Outre la reconstitution, l'énergie déployée pour la comédie est communicative et repose sur un choix d'acteurs très réussi, dans lequel Hanks ne se prive pas d'introduire une bonne part de gaucherie, car tous ces ados ne sont pas forcément très à l'aise en toute circonstances. On évite beaucoup de clichés sur les éventuelles coucheries, et Guy, gentleman jusqu'au bout des ongles, ne profitera pas de toutes les aubaines, sans doute parce qu'il croit longtemps que sa petite amie l'attend à Erie (elle n'a as attendu très longtemps...). L'un des aspects les plus intéressants de ce jeu d'acteurs réside dans le choix d'un réalisme impressionnant pour figurer des musiciens: aucun n'avait le niveau de jouer aussi bien, mais tous ont appris les gestes, résultant dans l'impression que les jeunes acteurs jouent vraiment! Et comme la bande-son a été très travaillée, on assiste au raffinement d'une chanson puisque That thing you do, chanson à la manière des Beatles, évolue en fonction des situations. Ce qui permet d'apporter du crédit à l'idée que ces jeunes musiciens s'améliorent et s'endurcissent...
De toutes façons, le film est aussi et surtout une somme de plaisirs: celui de Hanks de réaliser à sa façon un film, de diriger les acteurs à sa guise et de figurer une Amérique plus belle qu'elle ne le sera jamais; celui des acteurs de s'amuser jusqu'au bout être ces gendres parfaits; celui même de Jonathan Demme d'apparaître discrètement en réalisateur de navets Californiens!
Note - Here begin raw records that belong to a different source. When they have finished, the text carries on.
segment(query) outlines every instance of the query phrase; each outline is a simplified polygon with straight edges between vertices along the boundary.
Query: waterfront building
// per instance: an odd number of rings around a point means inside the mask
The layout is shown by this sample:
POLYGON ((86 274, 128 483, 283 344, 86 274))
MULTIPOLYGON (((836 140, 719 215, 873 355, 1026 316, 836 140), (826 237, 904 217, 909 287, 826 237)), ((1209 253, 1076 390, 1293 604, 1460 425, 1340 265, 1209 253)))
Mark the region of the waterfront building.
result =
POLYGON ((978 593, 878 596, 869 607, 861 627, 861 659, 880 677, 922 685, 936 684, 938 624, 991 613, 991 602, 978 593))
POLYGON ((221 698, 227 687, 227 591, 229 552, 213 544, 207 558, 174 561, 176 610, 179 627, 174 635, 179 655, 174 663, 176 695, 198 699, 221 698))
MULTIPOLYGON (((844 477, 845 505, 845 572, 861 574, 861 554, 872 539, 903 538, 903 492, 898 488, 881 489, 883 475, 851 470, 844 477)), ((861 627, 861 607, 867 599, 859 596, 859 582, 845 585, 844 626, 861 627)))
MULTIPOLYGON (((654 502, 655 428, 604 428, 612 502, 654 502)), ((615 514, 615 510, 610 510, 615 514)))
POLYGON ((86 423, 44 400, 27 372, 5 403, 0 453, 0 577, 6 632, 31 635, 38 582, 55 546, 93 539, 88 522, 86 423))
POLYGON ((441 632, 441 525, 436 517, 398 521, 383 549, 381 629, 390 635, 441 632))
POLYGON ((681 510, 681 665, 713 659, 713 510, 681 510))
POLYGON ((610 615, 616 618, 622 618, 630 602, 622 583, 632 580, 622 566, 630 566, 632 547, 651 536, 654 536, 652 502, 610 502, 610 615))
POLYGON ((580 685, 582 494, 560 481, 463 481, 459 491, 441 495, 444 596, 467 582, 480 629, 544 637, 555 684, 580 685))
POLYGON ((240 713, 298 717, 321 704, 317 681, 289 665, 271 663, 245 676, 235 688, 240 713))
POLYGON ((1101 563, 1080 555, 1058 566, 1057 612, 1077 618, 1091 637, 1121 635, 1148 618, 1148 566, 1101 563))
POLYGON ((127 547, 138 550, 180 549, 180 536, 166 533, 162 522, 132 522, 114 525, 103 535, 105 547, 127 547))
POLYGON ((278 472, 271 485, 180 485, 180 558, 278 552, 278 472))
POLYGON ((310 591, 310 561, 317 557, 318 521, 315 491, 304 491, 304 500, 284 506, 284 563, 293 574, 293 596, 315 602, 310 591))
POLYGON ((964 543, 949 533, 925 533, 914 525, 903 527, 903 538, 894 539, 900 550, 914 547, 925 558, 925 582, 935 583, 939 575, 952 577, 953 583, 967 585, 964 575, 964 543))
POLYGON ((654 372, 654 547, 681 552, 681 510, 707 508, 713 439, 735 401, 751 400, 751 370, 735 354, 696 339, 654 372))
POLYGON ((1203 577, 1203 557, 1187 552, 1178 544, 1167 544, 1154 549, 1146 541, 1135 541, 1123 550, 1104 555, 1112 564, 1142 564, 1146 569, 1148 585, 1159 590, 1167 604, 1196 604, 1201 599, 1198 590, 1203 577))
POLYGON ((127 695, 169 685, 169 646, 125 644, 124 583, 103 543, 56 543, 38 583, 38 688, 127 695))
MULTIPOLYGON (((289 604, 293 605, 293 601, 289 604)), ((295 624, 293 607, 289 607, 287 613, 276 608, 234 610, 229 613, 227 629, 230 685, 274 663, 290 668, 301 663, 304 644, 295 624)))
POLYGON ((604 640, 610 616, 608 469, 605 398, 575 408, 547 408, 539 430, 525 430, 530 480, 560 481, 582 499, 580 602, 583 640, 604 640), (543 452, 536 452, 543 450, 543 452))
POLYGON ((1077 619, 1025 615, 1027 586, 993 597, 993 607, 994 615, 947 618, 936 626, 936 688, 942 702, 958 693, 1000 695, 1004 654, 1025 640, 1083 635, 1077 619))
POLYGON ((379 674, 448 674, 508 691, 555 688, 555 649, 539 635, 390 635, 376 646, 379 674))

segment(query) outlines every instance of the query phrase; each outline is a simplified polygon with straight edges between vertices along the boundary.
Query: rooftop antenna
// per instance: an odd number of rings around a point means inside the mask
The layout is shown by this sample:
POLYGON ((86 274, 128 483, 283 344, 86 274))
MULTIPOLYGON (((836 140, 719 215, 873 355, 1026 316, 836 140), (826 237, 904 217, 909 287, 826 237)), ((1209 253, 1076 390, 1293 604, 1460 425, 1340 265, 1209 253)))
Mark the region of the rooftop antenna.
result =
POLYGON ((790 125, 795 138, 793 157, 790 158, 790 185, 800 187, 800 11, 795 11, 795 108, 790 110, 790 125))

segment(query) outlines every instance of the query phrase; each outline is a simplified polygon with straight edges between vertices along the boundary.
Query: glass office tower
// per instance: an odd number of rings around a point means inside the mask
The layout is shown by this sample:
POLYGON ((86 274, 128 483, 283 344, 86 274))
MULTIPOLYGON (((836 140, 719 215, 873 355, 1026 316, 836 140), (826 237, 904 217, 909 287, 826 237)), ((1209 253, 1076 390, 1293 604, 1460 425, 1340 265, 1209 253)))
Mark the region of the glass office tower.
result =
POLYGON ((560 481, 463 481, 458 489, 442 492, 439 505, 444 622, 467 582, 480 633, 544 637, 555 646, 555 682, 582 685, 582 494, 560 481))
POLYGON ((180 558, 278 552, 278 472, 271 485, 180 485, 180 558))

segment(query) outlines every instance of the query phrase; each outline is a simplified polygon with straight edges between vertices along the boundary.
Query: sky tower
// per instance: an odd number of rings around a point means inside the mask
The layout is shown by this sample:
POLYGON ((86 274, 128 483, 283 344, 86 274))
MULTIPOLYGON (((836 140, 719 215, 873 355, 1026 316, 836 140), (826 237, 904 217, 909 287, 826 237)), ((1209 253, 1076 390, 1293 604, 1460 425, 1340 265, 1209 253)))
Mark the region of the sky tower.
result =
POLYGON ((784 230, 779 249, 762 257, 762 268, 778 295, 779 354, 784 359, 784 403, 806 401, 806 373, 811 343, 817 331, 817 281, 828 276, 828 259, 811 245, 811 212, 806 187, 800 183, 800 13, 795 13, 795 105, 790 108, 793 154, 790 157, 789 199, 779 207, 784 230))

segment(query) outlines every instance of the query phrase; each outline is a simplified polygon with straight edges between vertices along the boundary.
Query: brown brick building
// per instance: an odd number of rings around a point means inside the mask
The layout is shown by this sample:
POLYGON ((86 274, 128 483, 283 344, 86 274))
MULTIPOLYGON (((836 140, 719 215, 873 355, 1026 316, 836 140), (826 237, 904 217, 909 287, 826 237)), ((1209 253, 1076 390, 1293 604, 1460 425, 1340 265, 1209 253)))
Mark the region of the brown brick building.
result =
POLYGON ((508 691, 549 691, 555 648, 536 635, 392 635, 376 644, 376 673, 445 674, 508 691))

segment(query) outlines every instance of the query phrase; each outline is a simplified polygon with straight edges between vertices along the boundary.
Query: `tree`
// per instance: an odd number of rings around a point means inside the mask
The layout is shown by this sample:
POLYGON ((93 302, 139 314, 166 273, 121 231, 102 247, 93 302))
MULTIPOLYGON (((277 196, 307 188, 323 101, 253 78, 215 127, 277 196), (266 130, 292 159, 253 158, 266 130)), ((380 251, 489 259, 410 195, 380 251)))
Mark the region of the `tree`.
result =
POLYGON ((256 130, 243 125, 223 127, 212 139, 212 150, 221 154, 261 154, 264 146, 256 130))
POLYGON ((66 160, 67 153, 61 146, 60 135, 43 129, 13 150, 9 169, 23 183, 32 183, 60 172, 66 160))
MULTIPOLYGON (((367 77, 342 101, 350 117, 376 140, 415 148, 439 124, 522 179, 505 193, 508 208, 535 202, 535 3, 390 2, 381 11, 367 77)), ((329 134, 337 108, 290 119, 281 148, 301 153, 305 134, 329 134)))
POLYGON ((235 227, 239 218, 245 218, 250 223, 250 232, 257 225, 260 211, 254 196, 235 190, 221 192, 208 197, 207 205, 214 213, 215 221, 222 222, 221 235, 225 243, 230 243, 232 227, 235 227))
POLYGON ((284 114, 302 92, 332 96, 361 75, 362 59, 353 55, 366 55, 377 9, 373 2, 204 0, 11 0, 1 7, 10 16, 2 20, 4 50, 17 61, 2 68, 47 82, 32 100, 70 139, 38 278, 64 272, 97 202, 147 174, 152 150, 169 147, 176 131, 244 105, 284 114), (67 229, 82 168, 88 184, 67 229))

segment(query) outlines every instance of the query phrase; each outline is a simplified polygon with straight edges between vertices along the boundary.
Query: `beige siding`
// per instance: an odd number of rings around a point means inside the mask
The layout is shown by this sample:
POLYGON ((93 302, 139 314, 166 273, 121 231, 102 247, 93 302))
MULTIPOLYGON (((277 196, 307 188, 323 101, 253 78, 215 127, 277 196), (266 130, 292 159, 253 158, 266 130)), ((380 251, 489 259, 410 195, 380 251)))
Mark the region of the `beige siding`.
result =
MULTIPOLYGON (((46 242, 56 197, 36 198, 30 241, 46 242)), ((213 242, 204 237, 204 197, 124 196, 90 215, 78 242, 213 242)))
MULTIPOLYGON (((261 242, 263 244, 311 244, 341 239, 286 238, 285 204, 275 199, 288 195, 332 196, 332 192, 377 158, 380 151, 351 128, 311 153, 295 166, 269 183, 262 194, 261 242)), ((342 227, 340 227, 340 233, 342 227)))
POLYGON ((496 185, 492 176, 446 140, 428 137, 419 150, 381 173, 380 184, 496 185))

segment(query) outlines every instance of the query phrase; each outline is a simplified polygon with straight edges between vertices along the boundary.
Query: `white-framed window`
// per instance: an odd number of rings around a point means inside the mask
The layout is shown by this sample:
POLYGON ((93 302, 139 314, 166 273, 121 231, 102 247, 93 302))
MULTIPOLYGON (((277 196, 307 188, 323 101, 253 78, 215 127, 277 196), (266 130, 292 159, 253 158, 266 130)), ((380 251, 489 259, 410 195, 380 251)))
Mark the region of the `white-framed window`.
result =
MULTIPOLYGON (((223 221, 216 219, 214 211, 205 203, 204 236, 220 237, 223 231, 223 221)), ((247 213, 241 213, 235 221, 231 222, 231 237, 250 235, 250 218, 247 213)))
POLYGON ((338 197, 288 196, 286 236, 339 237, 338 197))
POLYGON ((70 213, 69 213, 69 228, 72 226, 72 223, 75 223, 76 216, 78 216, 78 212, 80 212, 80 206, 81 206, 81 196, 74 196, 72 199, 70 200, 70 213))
C'est sans doute une sucrerie, un feel good movie, il y aurait peut-être à redire sur certaines longueurs, mais c'est du bonheur, et on ne peut s'empêcher qu'ici l'Amérique réécrit un peu son histoire, car à travers la folle équipée d'une troupe de jeunes musiciens propres sur eux, on peut lire la frustration d'une industrie musicale Américaine qui s'est endormie entre 1964 et 1967, au point de se laisser envahir par la compétition Européenne, la fameuse "British Invasion"! Mais ne nous y trompons pas, le succès des Wonders, qui semble durer environ deux ou trois mois, n'est qu'une goutte d'eau dans l'océan. Le succès tout court? Ce n'est rien, juste un passage, nous dit Tom Hanks le sage... C'est juste un bon moment à passer. Comme le film, tiens!